Alter your JVM parameters in Tomcat as follows.

For Windows:

  1. Create a file named setenv.bat in the $TOMCAT_HOME\bin directory.

  2. Copy the following string into the file:

    setenv JAVA_OPTS=-Xmx1024m -XX:MaxPermSize=512m

  3. Save the file.

For MacOS/Linux:

  1. Create a file named setenv.sh in the $TOMCAT_HOME/bin directory.

  2. Copy the following lines into the file:

    #!/bin/sh
    JAVA_OPTS="-Xmx1024m -XX:MaxPermSize=512m"
  3. Save the file.

  4. Make it executable, for example with the command chmod u+x setenv.sh.

We recommend running on an IP v4 stack. Tomcat will run by default with IPv6, so in order to specify IPv4 instead, add the following line to the setenv.sh file:

-Djava.net.preferIPv4Stack=true

Be sure not to run programs on your system that try to bind to the same port using different versions of the IP protocol.

For Tomcat, first deploy the mmc.war file by copying it to your Tomcat /webapps directory. Tomcat, when started, deploys the Management Console application. After Tomcat deploys the console Web application, you should see a directory called mmc inside Tomcat’s webapps directory.

Deploying the Management Console .war in JBoss

Due to JMX conflicts generated by an old MBeanServer implementation, you must configure JBoss to use the Java5 MBeanServer. You do this by providing the -Djboss.platform.mbeanserver parameter in the startup command. For example:

./run.sh -c all -Djboss.platform.mbeanserver

On Windows, before startup, ensure that the environment variable JAVA_OPTS contains the following:

-Djboss.platform.mbeanserver-Djavax.management.builder.initial=org.jboss.mx.server.MBeanServerBuilderImpl

Note, too, that memory-related JVM options are still mandatory. For instance:

export JAVA_OPTS="-XX:MaxPermSize=512m -Xmx1G"

You may also try specifying smaller memory parameters depending on your environment, such as:

export JAVA_OPTS="-XX:MaxPermSize=300m -Xmx256m"

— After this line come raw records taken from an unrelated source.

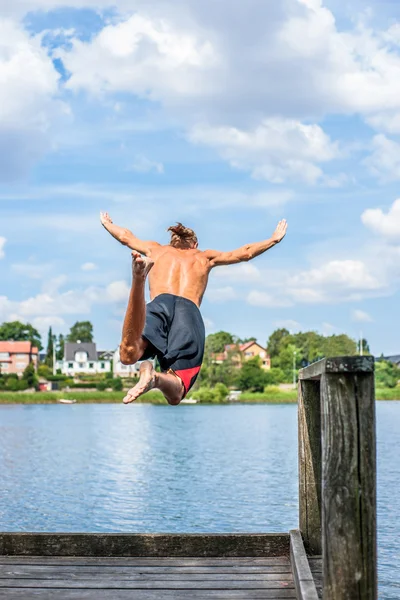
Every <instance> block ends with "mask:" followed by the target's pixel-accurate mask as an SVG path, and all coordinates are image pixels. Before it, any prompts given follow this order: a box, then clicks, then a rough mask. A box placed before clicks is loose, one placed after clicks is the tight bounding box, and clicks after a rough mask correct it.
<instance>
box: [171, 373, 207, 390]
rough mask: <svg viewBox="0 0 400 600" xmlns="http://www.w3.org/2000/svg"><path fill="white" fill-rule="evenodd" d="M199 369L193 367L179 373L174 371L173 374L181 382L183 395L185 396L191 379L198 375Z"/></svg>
mask: <svg viewBox="0 0 400 600" xmlns="http://www.w3.org/2000/svg"><path fill="white" fill-rule="evenodd" d="M200 369H201V367H194V368H193V369H181V370H179V371H177V370H175V369H174V373H175V374H176V375H178V377H179V378H180V379H181V380H182V383H183V385H184V388H185V394H187V393H188V391H189V390H190V388H191V383H192V379H193V377H195V376H196V375H197V374H198V373H199V371H200Z"/></svg>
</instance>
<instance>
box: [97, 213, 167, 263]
mask: <svg viewBox="0 0 400 600" xmlns="http://www.w3.org/2000/svg"><path fill="white" fill-rule="evenodd" d="M100 221H101V224H102V225H103V227H104V228H105V229H106V230H107V231H108V233H109V234H111V235H112V236H113V238H115V239H116V240H118V241H119V242H120V243H121V244H122V245H123V246H128V248H131V250H136V251H137V252H140V253H141V254H144V255H145V256H149V255H150V254H151V250H152V249H153V248H154V247H155V246H159V244H158V243H157V242H150V241H144V240H140V239H139V238H138V237H136V236H135V235H134V234H133V233H132V232H131V231H130V230H129V229H126V228H125V227H119V225H115V224H114V223H113V222H112V220H111V218H110V216H109V214H108V213H100Z"/></svg>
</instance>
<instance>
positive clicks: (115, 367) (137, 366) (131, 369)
mask: <svg viewBox="0 0 400 600" xmlns="http://www.w3.org/2000/svg"><path fill="white" fill-rule="evenodd" d="M150 362H153V363H154V361H150ZM139 369H140V362H137V363H136V364H134V365H123V364H122V362H121V359H120V356H119V347H118V348H117V349H116V351H115V352H114V359H113V372H114V377H138V376H139Z"/></svg>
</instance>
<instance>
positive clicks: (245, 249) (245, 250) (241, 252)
mask: <svg viewBox="0 0 400 600" xmlns="http://www.w3.org/2000/svg"><path fill="white" fill-rule="evenodd" d="M286 231H287V223H286V220H282V221H279V223H278V226H277V228H276V229H275V231H274V233H273V234H272V236H271V237H270V238H269V239H268V240H265V241H263V242H256V243H253V244H246V245H245V246H242V247H241V248H237V249H236V250H232V251H230V252H220V251H218V250H206V251H205V253H204V254H205V255H206V257H207V258H208V259H209V260H210V266H211V268H213V267H219V266H222V265H235V264H237V263H240V262H247V261H249V260H252V259H253V258H255V257H256V256H260V254H264V252H266V251H267V250H269V249H270V248H272V247H273V246H276V244H279V242H281V241H282V240H283V238H284V237H285V235H286Z"/></svg>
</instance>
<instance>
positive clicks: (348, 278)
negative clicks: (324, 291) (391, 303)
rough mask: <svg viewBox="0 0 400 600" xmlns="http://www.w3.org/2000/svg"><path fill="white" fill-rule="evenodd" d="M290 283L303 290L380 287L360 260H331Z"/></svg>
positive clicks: (359, 289) (365, 265)
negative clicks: (301, 288)
mask: <svg viewBox="0 0 400 600" xmlns="http://www.w3.org/2000/svg"><path fill="white" fill-rule="evenodd" d="M290 283H291V286H292V287H293V288H297V287H299V288H303V289H307V288H317V289H318V288H321V289H323V288H325V287H326V286H329V287H330V286H335V287H337V288H338V290H339V289H340V288H344V289H346V290H353V289H358V290H374V289H378V288H379V287H380V281H379V280H378V279H377V278H376V277H375V276H374V275H373V274H372V273H370V272H369V269H368V267H367V265H366V264H365V263H363V262H362V261H360V260H332V261H329V262H327V263H325V264H323V265H321V266H320V267H316V268H314V269H310V270H308V271H303V272H300V273H299V274H298V275H295V276H294V277H292V278H291V282H290ZM303 286H304V287H303Z"/></svg>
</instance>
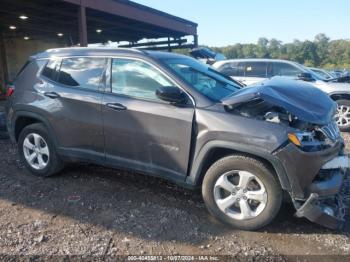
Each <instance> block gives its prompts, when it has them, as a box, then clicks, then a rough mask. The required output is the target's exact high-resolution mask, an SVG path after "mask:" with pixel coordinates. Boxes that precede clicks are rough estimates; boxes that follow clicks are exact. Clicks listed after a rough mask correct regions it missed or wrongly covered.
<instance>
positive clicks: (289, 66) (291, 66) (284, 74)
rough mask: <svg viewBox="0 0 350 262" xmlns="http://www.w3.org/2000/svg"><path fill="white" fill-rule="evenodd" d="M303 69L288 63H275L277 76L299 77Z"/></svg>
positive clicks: (273, 66) (275, 69) (274, 68)
mask: <svg viewBox="0 0 350 262" xmlns="http://www.w3.org/2000/svg"><path fill="white" fill-rule="evenodd" d="M300 73H302V71H301V70H300V69H299V68H297V67H295V66H293V65H290V64H287V63H273V74H274V75H275V76H290V77H297V76H298V75H299V74H300Z"/></svg>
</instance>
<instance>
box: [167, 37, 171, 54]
mask: <svg viewBox="0 0 350 262" xmlns="http://www.w3.org/2000/svg"><path fill="white" fill-rule="evenodd" d="M171 51H172V50H171V46H170V37H168V52H171Z"/></svg>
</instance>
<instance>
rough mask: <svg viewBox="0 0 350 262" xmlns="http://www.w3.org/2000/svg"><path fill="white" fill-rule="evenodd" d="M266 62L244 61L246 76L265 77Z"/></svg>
mask: <svg viewBox="0 0 350 262" xmlns="http://www.w3.org/2000/svg"><path fill="white" fill-rule="evenodd" d="M266 73H267V63H266V62H246V65H245V76H248V77H266Z"/></svg>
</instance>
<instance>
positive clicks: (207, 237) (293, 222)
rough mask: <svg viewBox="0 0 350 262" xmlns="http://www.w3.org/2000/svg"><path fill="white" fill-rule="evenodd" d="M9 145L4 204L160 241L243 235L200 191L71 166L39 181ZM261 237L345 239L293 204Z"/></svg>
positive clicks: (2, 191) (202, 240)
mask: <svg viewBox="0 0 350 262" xmlns="http://www.w3.org/2000/svg"><path fill="white" fill-rule="evenodd" d="M4 145H5V146H6V147H7V152H8V154H9V156H6V157H5V156H4V155H2V156H1V155H0V166H1V167H2V168H1V170H0V198H1V199H3V200H7V201H10V202H12V203H15V204H16V205H23V206H25V207H29V208H33V209H36V210H42V211H44V212H46V213H48V214H52V217H53V218H55V217H57V216H64V217H68V218H72V219H74V220H75V221H77V222H79V223H84V224H90V225H97V226H102V227H104V228H106V229H108V230H111V231H115V232H118V233H125V234H128V235H130V234H132V235H133V236H136V237H140V238H143V239H149V240H155V241H172V240H175V241H179V242H185V243H200V242H202V241H205V240H208V238H209V237H215V236H222V235H225V234H231V235H232V234H240V233H242V232H241V231H238V230H235V229H232V228H230V227H228V226H225V225H222V224H220V223H219V222H218V221H216V220H215V219H214V218H213V217H212V216H211V215H209V213H208V212H207V210H206V208H205V206H204V203H203V201H202V198H201V194H200V192H199V191H190V190H186V189H183V188H181V187H178V186H176V185H174V184H172V183H170V182H167V181H165V180H162V179H159V178H154V177H149V176H144V175H139V174H135V173H129V172H122V171H118V170H113V169H109V168H104V167H99V166H95V165H85V164H71V165H69V166H67V167H66V168H65V169H64V170H63V172H62V173H61V174H60V175H58V176H55V177H52V178H46V179H44V178H38V177H35V176H32V175H30V174H29V173H28V172H27V171H26V169H25V168H24V166H23V164H22V163H21V161H20V160H19V159H18V155H17V151H16V148H15V146H14V145H10V143H9V142H4V141H2V142H0V146H1V147H3V146H4ZM259 232H260V233H270V234H280V233H281V234H339V233H340V232H339V231H332V230H328V229H325V228H323V227H320V226H317V225H315V224H313V223H311V222H309V221H307V220H306V219H297V218H295V217H294V210H293V207H292V206H291V204H288V203H285V204H284V205H283V207H282V209H281V212H280V214H279V215H278V217H277V218H276V219H275V220H274V221H273V222H272V223H271V224H270V225H269V226H267V227H266V228H264V229H262V230H260V231H259ZM346 232H349V231H346ZM346 232H342V233H346Z"/></svg>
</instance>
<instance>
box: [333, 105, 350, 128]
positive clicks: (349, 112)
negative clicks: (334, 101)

To successfully deploy the console to JBoss 6, you need to remove the following files from JBoss:

  • common/lib/quartz.jar

  • server/<your_profile>/deploy/quartz-ra.rar, where <your_profile> is your server profile.

Starting the Management Console

To run the Management Console, make sure your container is running and the Management Console Web app has been deployed correctly. Then, enter http://localhost:8080/mmc in your browser. If you see the login screen (see below), you have installed everything correctly and are now running the console.

Log in with the username admin and the password admin.

MMC_login
If another app is using port 8080, you can change the port in your container’s configuration (such as the conf/server.xml file under your Tomcat home directory). If you want to run the Management Console remotely from another computer, enter the correct name (or IP address) of the host computer instead of localhost.